A lot depended upon my answer. Truth had worked once, and it might turn the trick again. And he had said "creatures," which was a giveaway. I couldn't believe this calm and disciplined force could be associated with the enemy.

"I have come to kill He and wipe out his operation." This really did produce the right effect, and some of the men even lowered their guns before being growled back into line. Red-beard muttered a command, and one of the men hurried off. We remained in silence until he returned with a green metal cube about the size of his head that he handed over to the commander. It must have been hollow because he carried it easily. Red-beard held it up.

"We have over a hundred of these. They have been floating down out of the sky for the past month, and all of them are identical. A powerful radio source inside leads us to them—but we cannot cut or dissolve the metal. On the outside, on five faces of the cube, they are covered with lines of writing in what appear to be different languages and scripts. The ones we can translate all read the same way. Bring this to the time travelers. On the bottom of the cube are two lines of writing that we cannot read. Can you?"

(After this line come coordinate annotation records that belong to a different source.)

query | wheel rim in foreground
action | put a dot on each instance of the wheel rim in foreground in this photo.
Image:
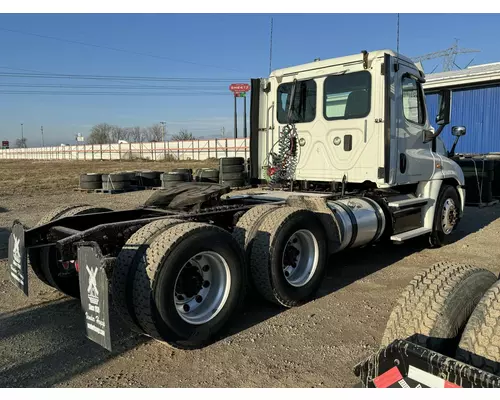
(202, 287)
(300, 258)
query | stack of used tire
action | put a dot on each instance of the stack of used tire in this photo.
(133, 177)
(91, 181)
(232, 171)
(172, 177)
(479, 176)
(148, 178)
(207, 175)
(188, 171)
(116, 181)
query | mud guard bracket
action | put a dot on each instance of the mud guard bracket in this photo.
(94, 293)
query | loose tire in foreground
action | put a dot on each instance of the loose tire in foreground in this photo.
(480, 343)
(126, 265)
(231, 161)
(232, 169)
(288, 256)
(44, 260)
(189, 285)
(434, 308)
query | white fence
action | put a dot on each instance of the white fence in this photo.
(157, 151)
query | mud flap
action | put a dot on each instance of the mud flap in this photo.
(94, 294)
(18, 260)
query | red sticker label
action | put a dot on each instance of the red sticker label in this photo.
(388, 378)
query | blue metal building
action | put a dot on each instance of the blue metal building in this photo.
(475, 104)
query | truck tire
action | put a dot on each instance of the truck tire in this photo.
(289, 232)
(233, 183)
(91, 185)
(44, 261)
(189, 261)
(175, 177)
(480, 342)
(446, 216)
(90, 178)
(232, 168)
(244, 232)
(127, 261)
(433, 309)
(114, 178)
(231, 176)
(188, 171)
(231, 161)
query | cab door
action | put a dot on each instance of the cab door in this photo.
(415, 159)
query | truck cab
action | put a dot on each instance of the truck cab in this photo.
(355, 122)
(359, 118)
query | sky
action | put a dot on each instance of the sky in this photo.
(220, 48)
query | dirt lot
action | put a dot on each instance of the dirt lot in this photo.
(42, 339)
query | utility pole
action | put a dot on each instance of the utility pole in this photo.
(235, 119)
(163, 123)
(245, 115)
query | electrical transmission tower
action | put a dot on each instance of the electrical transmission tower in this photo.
(448, 56)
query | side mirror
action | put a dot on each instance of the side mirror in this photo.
(458, 131)
(443, 117)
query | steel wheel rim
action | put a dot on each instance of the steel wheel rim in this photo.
(449, 216)
(300, 258)
(202, 287)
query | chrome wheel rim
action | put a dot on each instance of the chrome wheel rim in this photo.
(449, 218)
(202, 288)
(300, 258)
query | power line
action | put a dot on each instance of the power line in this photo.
(115, 49)
(112, 77)
(131, 94)
(117, 87)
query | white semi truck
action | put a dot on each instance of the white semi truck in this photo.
(342, 155)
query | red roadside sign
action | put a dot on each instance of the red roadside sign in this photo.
(239, 87)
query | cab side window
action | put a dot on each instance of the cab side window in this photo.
(413, 103)
(304, 102)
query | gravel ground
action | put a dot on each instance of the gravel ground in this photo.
(43, 344)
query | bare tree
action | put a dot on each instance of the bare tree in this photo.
(155, 133)
(137, 134)
(183, 135)
(118, 133)
(100, 134)
(21, 143)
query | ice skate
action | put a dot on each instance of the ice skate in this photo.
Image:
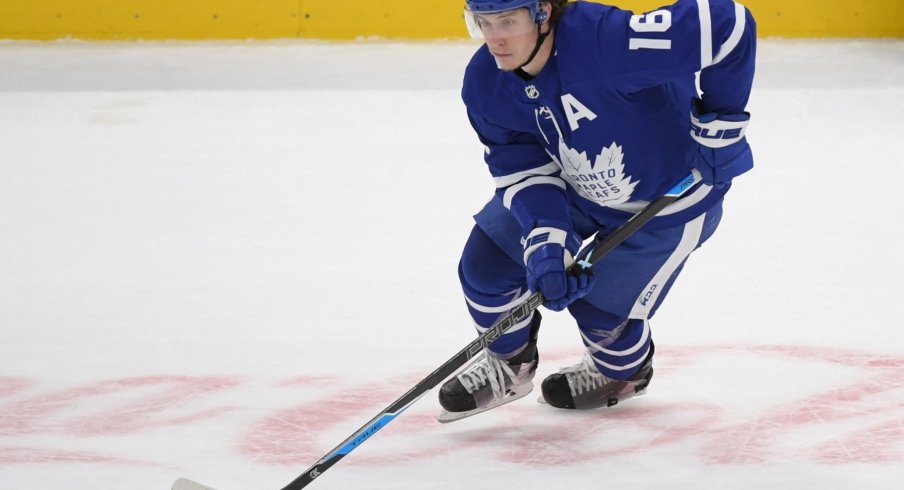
(488, 382)
(582, 386)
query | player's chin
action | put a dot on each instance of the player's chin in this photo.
(507, 63)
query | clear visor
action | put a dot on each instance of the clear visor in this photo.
(514, 22)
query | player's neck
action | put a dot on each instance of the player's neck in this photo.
(539, 61)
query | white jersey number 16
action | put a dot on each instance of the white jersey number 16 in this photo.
(655, 21)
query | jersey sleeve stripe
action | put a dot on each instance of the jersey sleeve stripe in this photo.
(511, 191)
(511, 179)
(736, 34)
(706, 34)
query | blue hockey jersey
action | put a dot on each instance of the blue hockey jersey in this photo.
(605, 125)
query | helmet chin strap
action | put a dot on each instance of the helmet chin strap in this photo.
(540, 38)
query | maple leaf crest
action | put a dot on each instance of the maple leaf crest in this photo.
(604, 181)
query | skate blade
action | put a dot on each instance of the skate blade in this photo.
(445, 416)
(542, 401)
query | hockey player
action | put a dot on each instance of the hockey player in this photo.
(588, 112)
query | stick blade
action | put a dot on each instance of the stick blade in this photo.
(186, 484)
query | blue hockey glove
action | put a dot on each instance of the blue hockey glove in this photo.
(721, 152)
(547, 253)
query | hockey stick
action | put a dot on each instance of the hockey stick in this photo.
(513, 317)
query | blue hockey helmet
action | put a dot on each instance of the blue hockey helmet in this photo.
(476, 9)
(492, 6)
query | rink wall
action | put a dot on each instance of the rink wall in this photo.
(390, 19)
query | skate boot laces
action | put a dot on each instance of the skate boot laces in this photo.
(584, 377)
(488, 370)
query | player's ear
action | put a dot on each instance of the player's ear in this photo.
(545, 12)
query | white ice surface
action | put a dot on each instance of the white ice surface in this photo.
(218, 260)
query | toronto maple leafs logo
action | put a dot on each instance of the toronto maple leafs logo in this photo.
(604, 181)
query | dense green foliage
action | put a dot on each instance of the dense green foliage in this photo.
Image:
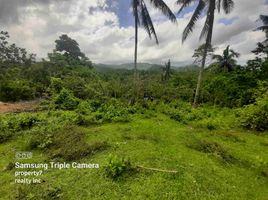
(89, 115)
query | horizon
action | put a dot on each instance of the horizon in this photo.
(105, 32)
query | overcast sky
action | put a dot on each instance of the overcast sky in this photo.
(104, 29)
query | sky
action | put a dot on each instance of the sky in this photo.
(105, 31)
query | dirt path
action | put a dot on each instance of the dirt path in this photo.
(18, 106)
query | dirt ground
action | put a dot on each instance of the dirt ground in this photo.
(23, 106)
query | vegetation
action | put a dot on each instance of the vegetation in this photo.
(156, 147)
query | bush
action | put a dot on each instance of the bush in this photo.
(255, 116)
(18, 122)
(116, 166)
(70, 144)
(66, 100)
(214, 149)
(16, 90)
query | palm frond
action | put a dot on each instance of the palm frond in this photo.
(162, 6)
(196, 15)
(227, 6)
(147, 22)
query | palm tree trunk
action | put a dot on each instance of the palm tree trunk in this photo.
(200, 77)
(135, 58)
(212, 7)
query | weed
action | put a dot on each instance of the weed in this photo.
(116, 166)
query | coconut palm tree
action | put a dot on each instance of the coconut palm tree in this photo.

He slowly held out the cube toward me, and I took it just as gingerly as every gun was trained on my body with careful precision. The metal looked like collapsium, the incredibly tough stuff used for atomic rocket tube liners. I carefully turned it bottom up and read the lines in a single glance before handing it back.

"I can read them," I said, and they were aware of the new tone in my voice. "The first line says that He and his people will all leave this period exactly 2. 37 days after my arrival here."

There was a murmur over that, and Angelina beat Red-beard to the punch with the important question.

"What was in the second line?"

I tried to smile, but it didn't seem much good.

"Oh, that. It says that the planet will be destroyed by atomic explosions as soon as they go."